Why bulk INSERT + writer-side DELETE (not UPSERT)¶
ClickHouse doesn't have UPSERT semantics in the OLTP sense. The importer issues a lightweight DELETE by primary key (with mutations_sync = 1, allow_nondeterministic_mutations = 1) before each bulk INSERT, so re-running the migration replays the same (id, …) tuples and ends in the same final state. ReplacingMergeTree(updated_at) was the earlier choice but the required SELECT … FINAL cost killed read latency at load.
Failure modes¶
| Failure | What happens | Recovery |
|---|---|---|
| Job crashes mid-loop | Last paginated key is recorded in Hangfire's job state; restart picks up roughly where it left off (with overlap covered by writer-side DELETE+INSERT). |
Just re-trigger the job. Consumers stay paused (flag still unset). |
| Citylens Postgres unavailable | Job fails fast; consumers stay paused. | Wait for Citylens; re-trigger. |
| ClickHouse OOM on a huge bulk insert | Insert fails; merge sort isn't affected. | Reduce CitylensSyncOptions.BatchSize; re-trigger. |
citylens_initial_migration_completed_at flag not set after a fully-successful run |
Realtime consumers stay paused indefinitely. | Manual SQL update; in practice the job sets it as the last step before reporting success. |
Idempotency invariants¶
- Mapping table is the lookup key; running again either no-ops or upgrades existing rows.
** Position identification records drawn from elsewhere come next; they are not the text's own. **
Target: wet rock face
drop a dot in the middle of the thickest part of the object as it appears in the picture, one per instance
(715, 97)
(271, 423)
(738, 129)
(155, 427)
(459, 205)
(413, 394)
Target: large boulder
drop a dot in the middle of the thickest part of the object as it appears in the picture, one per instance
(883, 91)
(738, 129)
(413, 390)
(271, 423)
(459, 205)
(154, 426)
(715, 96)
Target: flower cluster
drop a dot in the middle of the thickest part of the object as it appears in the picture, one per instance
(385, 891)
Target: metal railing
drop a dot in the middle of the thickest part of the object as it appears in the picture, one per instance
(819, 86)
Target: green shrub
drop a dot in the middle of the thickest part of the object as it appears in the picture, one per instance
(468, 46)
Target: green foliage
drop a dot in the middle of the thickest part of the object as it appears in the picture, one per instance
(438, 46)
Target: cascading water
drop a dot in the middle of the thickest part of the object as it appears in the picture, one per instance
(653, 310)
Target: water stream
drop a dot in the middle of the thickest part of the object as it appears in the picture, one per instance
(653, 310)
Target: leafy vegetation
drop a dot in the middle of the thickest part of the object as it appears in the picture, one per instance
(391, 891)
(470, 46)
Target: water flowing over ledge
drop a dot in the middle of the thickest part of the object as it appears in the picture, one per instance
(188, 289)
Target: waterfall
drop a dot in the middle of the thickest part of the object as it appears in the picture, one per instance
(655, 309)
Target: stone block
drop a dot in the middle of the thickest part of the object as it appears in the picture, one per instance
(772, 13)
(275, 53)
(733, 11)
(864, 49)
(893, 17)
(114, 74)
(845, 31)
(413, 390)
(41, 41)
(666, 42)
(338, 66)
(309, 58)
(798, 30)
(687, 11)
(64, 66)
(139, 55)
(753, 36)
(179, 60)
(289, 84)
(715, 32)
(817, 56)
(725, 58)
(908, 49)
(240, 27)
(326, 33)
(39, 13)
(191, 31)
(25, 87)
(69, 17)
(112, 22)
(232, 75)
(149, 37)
- ClickHouse inserts are at-least-once; the writer issues
DELETEby primary key +INSERT(mutations_sync = 1) so re-runs leave a single row. - Postgres flag write is the last step. If the job dies before that, re-running is safe.
Resource notes¶
- Heavy ClickHouse insert pressure for the duration of the run.
- Recommend isolating the Worker pod that runs the import (
requests.memory: 4Gi,limits.memory: 8Gi) and using a dedicated ClickHouse user with insert-only grants for the migration window — limits the blast radius if the SQL is wrong. - Plan the run during a low-traffic window — even with consumers paused, the API is still serving live writes that hit ClickHouse.
Code references¶
CitylensSyncJob:axion.sense.backend/src/Axion.Sense.Worker/Jobs/CitylensSyncJob.csCitylensKafkaStartupService:axion.sense.backend/src/Axion.Sense.Worker/HostedServices/CitylensTrackMappingentity:axion.sense.backend/src/Axion.Sense.Data/Entities/- Step-by-step canonical narrative (28 KB):
axion.sense.backend/docs/citylens-integration.md— this page is its architecture-level view.